The fate of classical learning after the fall of the Western Roman Empire is a more complex story than the 'dark ages' narrative suggests. Some things were genuinely lost; others survived in unexpected places; others were transformed beyond recognition while remaining functionally continuous.
The major Western repository of classical texts in the early medieval period was the church, specifically monasteries. The Benedictine rule's requirement that monks spend time reading, and the consequent need for scriptoria to copy texts, created an institutional framework that preserved both Christian and some pagan texts. Not all monks were enthusiastic about pagan literature — Jerome's dream of being condemned for being 'a Ciceronian, not a Christian' expresses genuine ambivalence — but the institutional momentum of copying kept many texts alive.
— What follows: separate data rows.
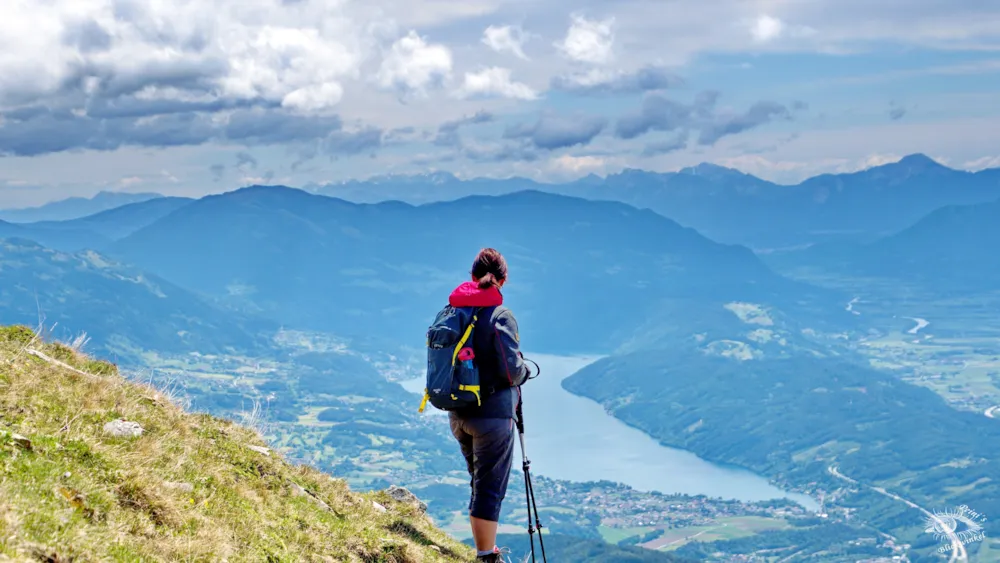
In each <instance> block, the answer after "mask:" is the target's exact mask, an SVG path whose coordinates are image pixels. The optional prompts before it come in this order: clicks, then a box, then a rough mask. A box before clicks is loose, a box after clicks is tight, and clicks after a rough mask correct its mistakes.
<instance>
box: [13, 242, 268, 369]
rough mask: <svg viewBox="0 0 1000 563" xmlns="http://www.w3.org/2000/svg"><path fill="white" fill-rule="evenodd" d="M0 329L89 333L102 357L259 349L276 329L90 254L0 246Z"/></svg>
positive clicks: (21, 246) (258, 321)
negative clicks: (132, 353) (23, 329)
mask: <svg viewBox="0 0 1000 563" xmlns="http://www.w3.org/2000/svg"><path fill="white" fill-rule="evenodd" d="M0 314H2V317H3V319H4V322H8V323H19V324H25V325H28V326H33V327H36V326H39V325H40V324H42V325H44V327H45V329H46V331H47V332H52V333H54V335H55V336H57V337H59V338H61V339H62V340H64V341H70V340H73V339H74V338H76V337H77V336H79V335H81V334H82V333H86V335H87V337H89V338H90V339H91V340H92V341H93V343H94V344H95V345H96V347H97V348H98V349H100V350H101V351H102V352H103V353H104V354H110V353H114V354H116V355H129V354H132V353H134V352H135V351H136V350H142V349H156V350H159V351H163V352H185V351H191V350H200V351H202V352H204V353H220V352H225V351H233V350H240V351H248V350H254V349H257V350H259V349H260V346H261V345H262V344H263V343H264V340H263V339H262V338H259V337H258V336H257V335H258V334H261V333H263V334H266V333H267V332H268V331H271V330H274V329H275V328H276V327H275V326H273V323H269V322H267V321H263V320H260V319H254V320H249V319H246V318H243V317H241V316H240V315H237V314H233V313H232V312H225V311H222V310H220V309H217V308H215V307H213V306H212V305H211V304H209V303H208V302H206V301H205V300H204V299H202V298H201V297H198V296H196V295H194V294H193V293H191V292H190V291H187V290H185V289H182V288H180V287H177V286H176V285H174V284H171V283H170V282H168V281H166V280H164V279H162V278H159V277H157V276H154V275H150V274H148V273H146V272H142V271H140V270H138V269H136V268H134V267H132V266H129V265H127V264H121V263H117V262H115V261H113V260H111V259H109V258H107V257H106V256H102V255H99V254H97V253H95V252H92V251H86V252H81V253H77V254H67V253H63V252H59V251H55V250H51V249H48V248H45V247H43V246H41V245H39V244H38V243H36V242H34V241H28V240H24V239H4V240H0Z"/></svg>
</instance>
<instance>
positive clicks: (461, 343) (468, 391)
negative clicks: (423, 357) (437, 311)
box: [419, 305, 482, 412]
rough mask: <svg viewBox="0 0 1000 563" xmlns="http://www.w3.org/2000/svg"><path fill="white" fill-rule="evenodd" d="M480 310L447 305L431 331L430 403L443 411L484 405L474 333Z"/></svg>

The Eastern Roman Empire (Byzantium) preserved Greek texts continuously and without the rupture that affected the Latin West. When Greek scholars fled to the West after the fall of Constantinople in 1453, they brought manuscripts that Western humanists had been seeking for centuries. Plato in particular was known in the Latin West primarily through a few translated dialogues before the 15th century; the full Platonic corpus became available in Latin only through Renaissance translation.
The Islamic world's translation movement of the 8th-10th centuries preserved and extended a large body of Greek scientific and philosophical writing. Aristotle was more continuously studied in the Arabic-speaking world than in the Latin West for several centuries. The reintroduction of Aristotelian logic and natural philosophy into Western Europe through Toledo and Sicily in the 12th-13th centuries was one of the most important intellectual events of the medieval period.